Mise en contexte
Avant de nous pencher sur la période qui nous intéresse, il nous a semblé important de résumer en quelques lignes, surtout pour la Belgique, la situation du mouvement anarchiste pendant les années qui précèdent. Celle-ci n’était guère brillante. En effet, depuis la fin de la première guerre mondiale, le mouvement anarchiste belge connaissait une perte de vitesse importante. Cette situation était due en partie aux sentiments de désillusion envers l’Homme et, plus encore, envers le mouvement anarchiste. Celui-ci n’avait pas pu s’unir pour refuser la guerre et certains anarchistes l’avaient au contraire justifiée et exaltée ouvertement , notamment par la signature du Manifeste des Seize . De plus, la révolution russe d’octobre 1917 avait suscité l’enthousiasme auprès de certaines personnes qui rallièrent plus tard les mouvements communistes, se détachant par là de l’anarchisme .
Néanmoins, certains anarchistes belges, restés fidèles à leurs idéaux, vont se lancer dans la propagande écrite afin de lutter contre cette désaffection. En 1921, une Fédération Communiste Anarchiste Belge vit le jour. Au sein de cette fédération, il y avait initialement trois groupes : celui de Bruxelles, celui de Liège et celui du Borinage . Des personnalités anarchistes dont le nom reviendra très souvent dans ce mémoire (ERNESTAN , ADAMAS , Camille MATTART ,…) en faisaient partie. Des congrès nationaux furent organisés régulièrement par la fédération durant l’entre-deux-guerres .
Le mouvement anarchiste belge s’enrichit à cette époque de l’arrivée d’Italiens exilés pour des raisons politiques ou venus en Belgique pour y travailler. Ceux-ci sont principalement des anti-fascistes.
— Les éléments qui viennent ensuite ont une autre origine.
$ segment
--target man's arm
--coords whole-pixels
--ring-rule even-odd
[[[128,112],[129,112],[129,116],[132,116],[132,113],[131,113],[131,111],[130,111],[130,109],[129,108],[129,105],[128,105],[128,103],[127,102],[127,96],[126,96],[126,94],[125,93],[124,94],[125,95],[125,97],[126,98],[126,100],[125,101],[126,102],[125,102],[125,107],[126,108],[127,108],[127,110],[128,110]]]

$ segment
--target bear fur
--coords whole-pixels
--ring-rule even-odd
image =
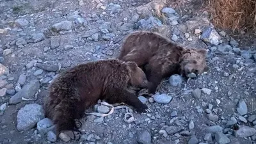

Ils participeront activement au mouvement anarchiste . Ainsi, cinq revues anarchistes en langue italienne furent éditées à Bruxelles dans l’entre-deux-guerres, ce qui donne une bonne idée de leur importance . Certains Belges collaborèrent d’ailleurs à ces publications et parfois les éditèrent, comme par exemple Hem DAY, ERNESTAN ou Jean DE BOË . La création du Comité International de Défense Anarchiste (C.I.D.A.) en 1928 se fit d’ailleurs en collaboration avec les Italiens . Ce groupe s’est notamment battu pour dénoncer l’oppression du régime fasciste et pour faire cesser les expulsions et les extraditions dont furent victimes les immigrés politiques italiens . Plus tard, une même action sera entreprise en faveur des Espagnols . L’aide aux étrangers eut toujours une place importante dans le travail des groupes anarchistes et surtout de Hem DAY. Ce dernier, dès les années trente, accueillit pendant deux ans ASCASO et DURUTTI, deux leaders de la Fédération Anarchiste Ibérique déjà en exil . Il prêta également refuge à de nombreuses personnes vivant dans la semi-clandestinité : des anarchistes néo-malthusiens, des anti-fascistes italiens, espagnols, allemands, des juifs, des objecteurs de conscience de toutes les nationalités et ceci avant, pendant et après la deuxième guerre mondiale . Dans ce but, il avait mis en place tout un réseau d’évacuation, notamment vers l’Amérique du Sud.
Mais l’arrivée de l’occupant nazi disloqua tout, le mouvement se sépara pour longtemps. Ainsi, certains anarchistes quittèrent la Belgique pour la France, l’Angleterre ou plus loin encore. Beaucoup vivaient dans la crainte que leurs actions passées ne leur causent des ennuis et attendaient impatiemment la chute de leurs nouveaux oppresseurs. Certains anarchistes belges ou étrangers se lancèrent dans la Résistance, d’autres choisirent la collaboration. Il y eut des arrestations, des condamnations, des déportations. Les idéaux anarchistes de solidarité et de fraternité semblaient tellement loin de la réalité que certains en vinrent à en douter . Après la guerre d’Espagne, qui avait déjà rendu perplexes certains anarchistes , la deuxième guerre mondiale et son cortège d’horreurs fit des ravages dans leurs rangs. L’anarchisme mondial, plus que jamais affaibli, allait maintenant se retrouver coincé entre les deux nouveaux blocs qui se partageaient le monde, insatisfait des deux solutions proposées et incapable de faire entendre une voix alternative.